ItsAllGone19 · 09/04/2019 13:44

pastabest in all honestly we didn't know that was a thing at the time so we only crunched the numbers for my pay.

It's still a kick in the teeth though that an organisation that's meant to be about fairness and equal treatment in the workplace is only really championing fairness for men rather than everyone.

I thought we'd be over this sexist crap before almost quarter of a way into a new century but it still abounds. Sadly the way things are going I can see women having the same problems when my daughters are adults.

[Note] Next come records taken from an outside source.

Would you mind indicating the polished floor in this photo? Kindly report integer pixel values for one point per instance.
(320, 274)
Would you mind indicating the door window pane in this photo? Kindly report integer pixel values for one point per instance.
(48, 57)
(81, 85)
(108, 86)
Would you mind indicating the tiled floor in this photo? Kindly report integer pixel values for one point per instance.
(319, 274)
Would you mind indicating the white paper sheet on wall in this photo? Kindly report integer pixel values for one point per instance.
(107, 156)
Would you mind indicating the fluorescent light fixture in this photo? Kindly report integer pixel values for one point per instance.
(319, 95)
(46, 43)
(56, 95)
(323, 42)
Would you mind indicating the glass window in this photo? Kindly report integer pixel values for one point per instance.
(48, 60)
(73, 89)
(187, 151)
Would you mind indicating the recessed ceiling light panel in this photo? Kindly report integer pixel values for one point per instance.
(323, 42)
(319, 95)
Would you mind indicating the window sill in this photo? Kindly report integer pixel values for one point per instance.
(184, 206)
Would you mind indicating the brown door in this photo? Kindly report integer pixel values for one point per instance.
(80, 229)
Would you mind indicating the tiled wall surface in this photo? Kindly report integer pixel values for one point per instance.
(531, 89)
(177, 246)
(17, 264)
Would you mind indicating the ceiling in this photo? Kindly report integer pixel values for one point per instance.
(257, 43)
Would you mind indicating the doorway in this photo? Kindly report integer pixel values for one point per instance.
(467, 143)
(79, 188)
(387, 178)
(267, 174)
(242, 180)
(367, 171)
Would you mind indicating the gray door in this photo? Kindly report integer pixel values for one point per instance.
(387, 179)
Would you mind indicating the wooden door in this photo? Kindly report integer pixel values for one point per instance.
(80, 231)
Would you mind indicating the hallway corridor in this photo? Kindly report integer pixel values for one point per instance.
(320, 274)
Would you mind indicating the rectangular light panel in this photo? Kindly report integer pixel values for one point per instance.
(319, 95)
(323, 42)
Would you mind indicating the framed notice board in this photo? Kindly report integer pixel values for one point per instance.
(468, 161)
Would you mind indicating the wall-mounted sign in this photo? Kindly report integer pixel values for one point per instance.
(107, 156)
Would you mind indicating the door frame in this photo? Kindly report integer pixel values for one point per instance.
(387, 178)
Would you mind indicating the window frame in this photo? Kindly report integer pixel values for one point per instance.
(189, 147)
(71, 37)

HavelockVetinari · 09/04/2019 14:14

@Butteredghost why did your DH not take the SPL once you pointed out how much better off you'd be?

Settlersofcatan · 09/04/2019 14:18

Totally agree.

I don't think money is really what drives the decisions anyway. My observation is that where the man out earns the woman "it's just not financially sensible" for him to take SPL but where the woman out earns the man, somehow the money is found for her to stay on mat leave.

FWIW, we earn about the same and did 6 months each last time and planning to do SPL again next time.

chillpizza · 09/04/2019 14:30

A lot of the time it’s not even viable for two weeks paternity leave. My dh always took it as holiday as the loss of wages was enormous.

NewAccount270219 · 09/04/2019 14:31

My observation is that where the man out earns the woman "it's just not financially sensible" for him to take SPL but where the woman out earns the man, somehow the money is found for her to stay on mat leave.

Same. My experience is also that it tends to be women who are most hostile to the idea of 'sharing' 'their' leave, rather than men saying they don't want it, though it may just be that women are more vocal about not liking the idea than their partners.

OP posts:
WhiteCat1704 · 09/04/2019 14:32

We looked into taking shared parental leave by our company offered enhanced maternity pay-4months full pay plus 3months half pay-only. They don't offer anything above statutory for shared/paternity :/.

As far as SMP- it's an absolute joke in this country.